Exhibition

Lubaina Himid : The Grab Test

Franz Hals Museum, Haarlem, Netherlands
16 Nov 2019 - 23 Feb 2020

Lubaina Himid, Naming the Money, 2004. Courtesy the artist and Hollybush Gardens.

Lubaina Himid, Naming the Money, 2004. Courtesy the artist and Hollybush Gardens.

The British artist Lubaina Himid (Zanzibar, 1954) is one of the most important artists of the present moment. Himid was a central figure of the British Black Arts Movement in the 1980s. This artistic movement demanded more visibility and recognition for Black artists and Black identity more broadly.

Commitment to this movement has informed Himid’s practice ever since: her paintings, collages, drawings, and textile works address the invisibility of Black people—and especially of Black women—in Western culture. Her work challenges recorded history and questions power relations, often by celebrating the people who find themselves at the margins. Himid’s work is concerned with the question of belonging. How and when does one belong to a community, and how is this reflected in a given community’s ‘official’ culture? What are the stories we tell about our national treasures? And who and what is left out?

The presentation at the Frans Hals Museum marks Lubaina Himid’s first solo exhibition in the Netherlands (on view at location Hal of the museum). The Grab Test is the title of the exhibition as a whole, as well as for the new work Himid created for the Frans Hals Museum: a monumental work for which Himid painted on Dutch wax cloths. The artist created this work in dialogue with the seventeenth-century damasks from the collection of the Frans Hals Museum (on view at location Hof of the museum). While the stark white damasks depict motifs and designs that refer to the wealth and cultural imagination of the time, Himid’s motifs speak to the beauty and richness of the everyday experiences of the women who buy and wear Dutch wax fabric.

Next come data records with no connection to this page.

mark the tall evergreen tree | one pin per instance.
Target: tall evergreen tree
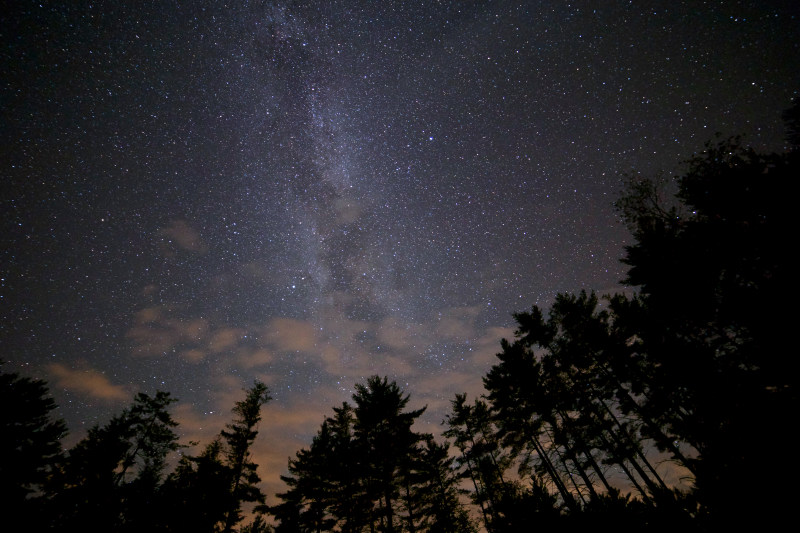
(30, 447)
(110, 479)
(239, 436)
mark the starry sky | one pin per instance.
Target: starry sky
(199, 194)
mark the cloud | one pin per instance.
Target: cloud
(180, 234)
(290, 335)
(225, 339)
(89, 382)
(154, 334)
(457, 323)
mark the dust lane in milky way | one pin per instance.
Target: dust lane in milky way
(197, 196)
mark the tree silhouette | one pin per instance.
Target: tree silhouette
(710, 332)
(239, 436)
(366, 469)
(29, 447)
(110, 479)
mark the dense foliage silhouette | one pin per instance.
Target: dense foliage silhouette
(668, 408)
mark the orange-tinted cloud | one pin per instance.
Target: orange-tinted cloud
(88, 382)
(290, 335)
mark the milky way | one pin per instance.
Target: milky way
(310, 193)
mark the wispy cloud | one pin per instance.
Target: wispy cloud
(88, 382)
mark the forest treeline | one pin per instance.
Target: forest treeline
(583, 413)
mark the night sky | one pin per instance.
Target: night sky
(198, 194)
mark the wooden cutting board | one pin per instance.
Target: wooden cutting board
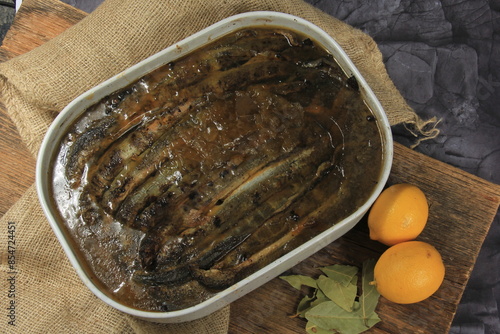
(462, 208)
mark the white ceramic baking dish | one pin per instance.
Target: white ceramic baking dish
(78, 106)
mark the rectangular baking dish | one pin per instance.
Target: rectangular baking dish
(80, 104)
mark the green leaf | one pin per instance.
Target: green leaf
(329, 316)
(342, 295)
(369, 297)
(340, 273)
(298, 280)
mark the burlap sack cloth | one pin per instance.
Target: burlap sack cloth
(37, 85)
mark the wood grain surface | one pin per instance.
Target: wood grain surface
(462, 208)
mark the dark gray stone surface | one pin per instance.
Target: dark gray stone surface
(444, 56)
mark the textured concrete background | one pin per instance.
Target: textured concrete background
(444, 56)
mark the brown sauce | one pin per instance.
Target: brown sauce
(213, 166)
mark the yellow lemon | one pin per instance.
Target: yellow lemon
(409, 272)
(399, 214)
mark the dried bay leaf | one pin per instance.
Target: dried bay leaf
(297, 281)
(305, 305)
(312, 328)
(334, 306)
(329, 316)
(340, 273)
(342, 295)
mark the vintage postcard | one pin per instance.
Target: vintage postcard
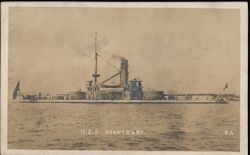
(124, 78)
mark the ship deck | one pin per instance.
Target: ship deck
(126, 101)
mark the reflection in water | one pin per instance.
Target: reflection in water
(198, 127)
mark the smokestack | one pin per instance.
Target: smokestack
(124, 72)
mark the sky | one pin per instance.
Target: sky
(184, 50)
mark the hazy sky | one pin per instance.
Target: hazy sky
(187, 50)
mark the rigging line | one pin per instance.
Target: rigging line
(82, 53)
(108, 62)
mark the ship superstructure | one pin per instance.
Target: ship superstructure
(123, 91)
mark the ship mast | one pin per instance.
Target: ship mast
(95, 75)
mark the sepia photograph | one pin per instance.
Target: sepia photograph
(158, 77)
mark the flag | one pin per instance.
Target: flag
(16, 90)
(225, 87)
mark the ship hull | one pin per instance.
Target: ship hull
(126, 101)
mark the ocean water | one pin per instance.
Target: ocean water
(152, 127)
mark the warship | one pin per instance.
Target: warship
(127, 91)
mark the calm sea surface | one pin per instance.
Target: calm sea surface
(194, 127)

Lubaina Himid moved to the UK at the age of four months with her mother, who worked as a textile designer. Having lived in the country ever since, Himid is currently based in Preston, in the North of England, where she is Professor of Contemporary Art at the University of Central Lancashire. Himid won the 2017 Turner Prize, one of the most prestigious contemporary art prizes. Over the last 30 years Himid has exhibited widely, both in Britain and internationally.